Why this symbol replaced words
Before Wallis, mathematicians wrote the word “infinity” in full in their proofs. This habit slowed down work and created ambiguities. Two scholars could use the same word for different concepts: a number greater than all others, or a quantity that grows without ever stopping.
The sign ∞ resolved this problem. A unique symbol allowed for the separation of mathematical infinity from philosophical debates. Theologians spoke of a divine infinity, philosophers of a conceptual infinity. Mathematicians now had a neutral notation tool, detached from these interpretations.
Potential infinity and actual infinity: two meanings for one sign
Have you ever counted 1, 2, 3, 4… knowing that the sequence never stops? This is potential infinity. It describes a process that can always continue, without reaching a final point. Aristotle defended this view: infinity does not exist as an object; it exists as perpetual motion.
Actual infinity, on the other hand, treats infinity as a real quantity. It was Georg Cantor, in the 19th century, who provided a rigorous framework for this idea. He showed that some infinities are larger than others. The set of integers is infinite, but the set of real numbers is “more” infinite.
This distinction profoundly changes the significance of the symbol ∞. In a mathematical limit, it represents a process (potential infinity). In Cantor’s set theory, it denotes sizes of sets (actual infinity). The same sign, two uses.
Zeno’s paradoxes: when infinity challenges intuition
The Greek philosopher Zeno of Elea formulated paradoxes that remain among the best illustrations of the problem of infinity. The most famous: Achilles and the tortoise.
Achilles runs faster than the tortoise, but the tortoise has a head start. When Achilles reaches the tortoise’s starting point, it has moved ahead. When he reaches this new point, it has moved ahead again. The sequence of catch-ups is infinite. Therefore, Achilles should never surpass it.

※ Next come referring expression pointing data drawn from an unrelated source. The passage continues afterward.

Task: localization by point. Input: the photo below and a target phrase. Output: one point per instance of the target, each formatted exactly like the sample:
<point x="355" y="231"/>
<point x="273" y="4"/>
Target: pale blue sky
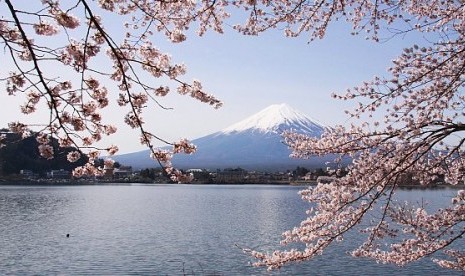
<point x="251" y="73"/>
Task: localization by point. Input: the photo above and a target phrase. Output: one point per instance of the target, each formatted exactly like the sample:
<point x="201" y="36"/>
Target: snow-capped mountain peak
<point x="276" y="118"/>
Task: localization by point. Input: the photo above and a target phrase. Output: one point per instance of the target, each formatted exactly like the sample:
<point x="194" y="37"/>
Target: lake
<point x="167" y="230"/>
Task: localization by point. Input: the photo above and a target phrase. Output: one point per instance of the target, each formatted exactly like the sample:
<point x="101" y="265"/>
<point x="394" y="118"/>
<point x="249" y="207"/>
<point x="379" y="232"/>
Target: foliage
<point x="422" y="103"/>
<point x="22" y="154"/>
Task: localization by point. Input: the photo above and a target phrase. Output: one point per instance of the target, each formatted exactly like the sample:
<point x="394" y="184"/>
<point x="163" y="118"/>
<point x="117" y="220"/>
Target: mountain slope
<point x="254" y="144"/>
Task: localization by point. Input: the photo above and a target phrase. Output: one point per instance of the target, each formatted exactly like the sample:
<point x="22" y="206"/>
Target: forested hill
<point x="22" y="154"/>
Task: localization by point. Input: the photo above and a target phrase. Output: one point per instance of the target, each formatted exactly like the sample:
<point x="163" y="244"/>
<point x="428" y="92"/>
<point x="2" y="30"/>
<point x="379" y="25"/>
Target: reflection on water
<point x="164" y="230"/>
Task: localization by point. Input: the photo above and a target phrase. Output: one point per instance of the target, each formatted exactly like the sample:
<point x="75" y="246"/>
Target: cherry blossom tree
<point x="80" y="42"/>
<point x="419" y="138"/>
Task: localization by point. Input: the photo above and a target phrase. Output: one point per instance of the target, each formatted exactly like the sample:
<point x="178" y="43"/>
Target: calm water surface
<point x="166" y="230"/>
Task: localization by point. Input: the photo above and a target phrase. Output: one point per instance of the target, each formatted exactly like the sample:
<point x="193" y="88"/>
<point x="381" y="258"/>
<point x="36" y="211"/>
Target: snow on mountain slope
<point x="277" y="118"/>
<point x="254" y="143"/>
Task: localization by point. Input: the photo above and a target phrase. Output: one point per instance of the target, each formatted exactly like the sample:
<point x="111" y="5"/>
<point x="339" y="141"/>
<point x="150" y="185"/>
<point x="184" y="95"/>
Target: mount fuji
<point x="254" y="143"/>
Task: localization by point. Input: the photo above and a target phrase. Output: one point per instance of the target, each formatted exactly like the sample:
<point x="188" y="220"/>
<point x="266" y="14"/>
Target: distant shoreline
<point x="76" y="182"/>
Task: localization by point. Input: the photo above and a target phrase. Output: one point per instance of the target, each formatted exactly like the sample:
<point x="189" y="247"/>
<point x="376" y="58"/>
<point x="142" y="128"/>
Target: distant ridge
<point x="254" y="143"/>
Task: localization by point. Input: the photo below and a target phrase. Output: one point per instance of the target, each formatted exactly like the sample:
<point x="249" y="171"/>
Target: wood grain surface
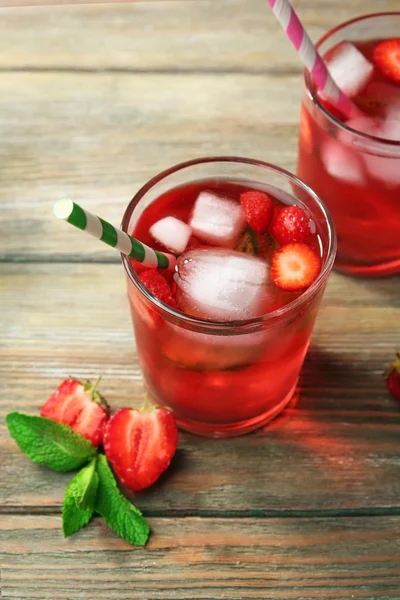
<point x="94" y="100"/>
<point x="193" y="559"/>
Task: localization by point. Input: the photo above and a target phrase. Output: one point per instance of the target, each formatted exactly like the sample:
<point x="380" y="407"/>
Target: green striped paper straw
<point x="107" y="233"/>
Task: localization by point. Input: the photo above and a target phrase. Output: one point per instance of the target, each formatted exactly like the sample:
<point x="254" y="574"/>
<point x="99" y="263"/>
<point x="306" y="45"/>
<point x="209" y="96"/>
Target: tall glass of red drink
<point x="354" y="164"/>
<point x="223" y="378"/>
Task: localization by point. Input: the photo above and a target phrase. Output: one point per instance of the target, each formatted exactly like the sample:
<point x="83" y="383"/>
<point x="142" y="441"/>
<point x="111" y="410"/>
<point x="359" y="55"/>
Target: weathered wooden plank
<point x="233" y="34"/>
<point x="277" y="559"/>
<point x="338" y="449"/>
<point x="98" y="138"/>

This paradox has troubled thinkers for centuries. The solution came from modern mathematics, with the notion of a convergent series:
- Each catch-up interval is smaller than the previous one, forming a decreasing sequence
- The sum of these intervals, although infinite in the number of steps, converges to a finite value
- Achilles surpasses the tortoise at a specific moment, calculable by this sum
The symbol ∞ does not mean “impossible to reach”; it denotes a process whose sum can remain finite. It is this nuance that allowed for the birth of infinitesimal calculus.
The infinity symbol beyond pure mathematics
In physics, the sign ∞ appears in equations describing gravitational singularities, such as those of black holes. When a quantity approaches infinity in a model, it often signals that the model is reaching its limits, not that reality is infinite.
In theoretical computer science, the symbol is used to describe loops without stopping conditions or unbounded data sets. Recent work explores its use in notations related to quantum algorithms, to model potentially infinite superpositions.
Physics and computer science use the sign ∞ as a modeling tool, not as a statement about the nature of the world. Infinity remains an operational concept, not a measure of the real.
- In physics: it signals the limits of a mathematical model in the face of a singularity
- In computer science: it describes processes or sets without a defined upper bound
- In philosophy: it continues to nourish reflections on the limits of human knowledge
The journey of the symbol ∞, from Wallis’s pragmatic notation to contemporary physics equations, illustrates a constant: each era redefines infinity according to the tools it has. The lying eight curve remains the same, but what it contains has never ceased to grow.